Speaking to BBC Radio 4’s Today programme, Mr Carney said officials were worried that some lending by banks had been “a little frothy”, with a 10% rise in consumer debt.

He also gave fresh signals that a rise in interest rates is on the cards, but said any hike would happen in a gradual way.

However, Mr Madden said that the growth revisions issued on Friday “will take some of the wind out of the hawks’ sails”.

Across Europe, the French Cac 40 and German Dax rose 0.68% and 0.98%, respectively.

Brent crude prices fell 0.6% to $56.81 per barrel amid reports that oil production among Opec members actually rose in September, despite the group’s production freeze pact meant to tackle the global oil glut.

In UK stocks, troubled infrastructure giant Carillion plunged 13p to 51.25p after the firm revealed mammoth half-year losses of more than £1 billion and again warned over its performance.

The figure compares with an £84 million profit in the same period last year and includes an £845 million write-down relating to support services contracts and a goodwill impairment charge of £134 million linked to construction activities in the UK and Canada.


Carillion sign

Carillion sign

PA Wire/PA Images

Carillion sign

Carillion also made a fresh £200 million provision for support services contracts, and said that full-year results will be lower than current market expectations.

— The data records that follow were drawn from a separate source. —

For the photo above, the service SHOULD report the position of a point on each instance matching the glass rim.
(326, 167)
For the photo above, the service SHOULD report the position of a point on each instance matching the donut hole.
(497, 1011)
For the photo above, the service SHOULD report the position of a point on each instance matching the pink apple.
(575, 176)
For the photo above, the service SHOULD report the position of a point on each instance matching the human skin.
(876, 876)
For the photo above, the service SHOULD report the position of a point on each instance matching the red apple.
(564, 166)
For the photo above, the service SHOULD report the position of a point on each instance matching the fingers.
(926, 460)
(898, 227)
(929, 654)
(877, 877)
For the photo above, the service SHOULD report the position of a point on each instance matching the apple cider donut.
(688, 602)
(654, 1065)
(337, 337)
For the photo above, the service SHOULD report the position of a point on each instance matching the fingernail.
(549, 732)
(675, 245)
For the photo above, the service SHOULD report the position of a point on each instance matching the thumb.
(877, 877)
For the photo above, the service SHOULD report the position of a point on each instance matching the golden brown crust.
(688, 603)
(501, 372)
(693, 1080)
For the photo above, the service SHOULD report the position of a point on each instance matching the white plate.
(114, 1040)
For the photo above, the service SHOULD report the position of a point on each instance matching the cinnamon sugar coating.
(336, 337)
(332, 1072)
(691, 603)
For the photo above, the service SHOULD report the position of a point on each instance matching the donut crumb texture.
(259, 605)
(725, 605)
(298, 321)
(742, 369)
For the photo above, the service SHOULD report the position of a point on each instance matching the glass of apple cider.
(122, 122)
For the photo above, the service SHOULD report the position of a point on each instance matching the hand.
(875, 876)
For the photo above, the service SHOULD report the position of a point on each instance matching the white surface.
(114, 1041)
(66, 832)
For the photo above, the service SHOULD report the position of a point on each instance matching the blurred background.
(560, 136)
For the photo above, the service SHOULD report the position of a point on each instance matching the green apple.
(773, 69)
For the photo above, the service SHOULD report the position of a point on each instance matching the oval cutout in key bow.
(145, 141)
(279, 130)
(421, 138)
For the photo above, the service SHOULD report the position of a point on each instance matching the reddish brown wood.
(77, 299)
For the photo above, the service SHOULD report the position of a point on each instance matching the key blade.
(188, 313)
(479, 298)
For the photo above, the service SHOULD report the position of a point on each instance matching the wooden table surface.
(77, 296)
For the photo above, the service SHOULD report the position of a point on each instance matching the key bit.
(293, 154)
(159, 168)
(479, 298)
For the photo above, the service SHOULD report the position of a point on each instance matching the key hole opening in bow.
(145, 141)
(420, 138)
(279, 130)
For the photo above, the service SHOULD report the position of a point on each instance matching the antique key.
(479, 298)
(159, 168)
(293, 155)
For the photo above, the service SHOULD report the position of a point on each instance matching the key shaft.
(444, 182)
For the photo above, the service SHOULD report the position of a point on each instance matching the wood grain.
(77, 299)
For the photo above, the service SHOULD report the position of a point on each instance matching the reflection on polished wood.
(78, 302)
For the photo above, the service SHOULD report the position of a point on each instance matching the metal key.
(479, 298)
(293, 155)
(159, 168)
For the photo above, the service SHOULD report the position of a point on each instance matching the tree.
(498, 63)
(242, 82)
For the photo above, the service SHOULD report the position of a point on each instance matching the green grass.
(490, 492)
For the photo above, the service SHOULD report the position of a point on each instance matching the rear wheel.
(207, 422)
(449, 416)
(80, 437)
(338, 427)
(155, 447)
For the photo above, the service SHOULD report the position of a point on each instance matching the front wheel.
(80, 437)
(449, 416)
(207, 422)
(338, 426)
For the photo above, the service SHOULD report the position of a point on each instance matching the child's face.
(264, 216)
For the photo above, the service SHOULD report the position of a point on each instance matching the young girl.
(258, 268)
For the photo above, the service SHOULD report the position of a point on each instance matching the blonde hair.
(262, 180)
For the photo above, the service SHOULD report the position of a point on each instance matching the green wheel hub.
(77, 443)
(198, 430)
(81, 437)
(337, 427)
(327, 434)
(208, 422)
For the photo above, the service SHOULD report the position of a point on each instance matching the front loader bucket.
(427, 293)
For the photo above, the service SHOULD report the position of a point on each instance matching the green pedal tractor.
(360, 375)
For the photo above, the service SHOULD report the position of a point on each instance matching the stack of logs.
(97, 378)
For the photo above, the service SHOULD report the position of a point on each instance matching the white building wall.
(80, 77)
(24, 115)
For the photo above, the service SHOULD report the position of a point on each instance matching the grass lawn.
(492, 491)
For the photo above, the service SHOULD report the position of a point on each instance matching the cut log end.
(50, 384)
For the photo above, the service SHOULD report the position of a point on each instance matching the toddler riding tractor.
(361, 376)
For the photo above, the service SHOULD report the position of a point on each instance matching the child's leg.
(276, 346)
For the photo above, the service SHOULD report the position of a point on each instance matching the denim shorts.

Purplebricks jumped 15.25p to 387.5p as the online estate agent said it expected to double half-year revenue in the UK to £36 million, after making strong progress over the last few months.

Beazley shares rose 19.8p to 479.5p despite issuing a profit warning.

The company said annual earnings will take a $150 million (£112 million) hit following a recent string of Atlantic hurricanes and earthquakes in Mexico which are expected to ramp up claims at the London-headquartered insurer.

The biggest risers on the FTSE 100 were ITV up 6p to 174.7p, Anglo American up 34.5p to 1,339.5p, Antofagasta up 20.5p to 949p, and Persimmon up 53p to 2,582p.

The biggest fallers on the FTSE 100 were Hargreaves Lansdown down 17p to 1,480p, Babcock International down 6p to 827.5p, Randgold Resources down 35p to 7,315p, and 3I Group down 3.5p to 913p.